The unit doesn't have to be turned off. DHCP will happily issue an address from its pool regardless of whether something configured statically within its pool is actually using it or not.
Do you mean DHCP?
Probably DCHP.
 
The unit doesn't have to be turned off. DHCP will happily issue an address from its pool regardless of whether something configured statically within its pool is actually using it or not.
Does this imply that if a device is actually using a manually set (on the device) static IP address within the router's DHCP pool, the DHCP server will still issue the same IP address to another device? I don't think so. But I see no reason why it wouldn't issue it if the device was not connected/using the IP address at the time.
 
Does this imply that if a device is actually using a manually set (on the device) static IP address within the router's DHCP pool, the DHCP server will still issue the same IP address to another device?
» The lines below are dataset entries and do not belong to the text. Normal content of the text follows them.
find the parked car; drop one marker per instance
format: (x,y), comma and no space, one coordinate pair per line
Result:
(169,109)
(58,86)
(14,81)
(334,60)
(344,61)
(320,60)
Yes. I thought that was what I said.
I don't think so.
Why not? How would it know? The only way would be for the DHCP server to snoop all the traffic on the network. Clearly this is grossly inefficient, even if is possible at all without setting promiscuous mode on the network card. It is just not going to happen in any sane implementation.
 
I don't think so.
Why? For the record I have seen it happen several times; maybe there are implementations that are more careful but I think the common ones will hand out an IP address if the DHCP server thinks it is not allocated.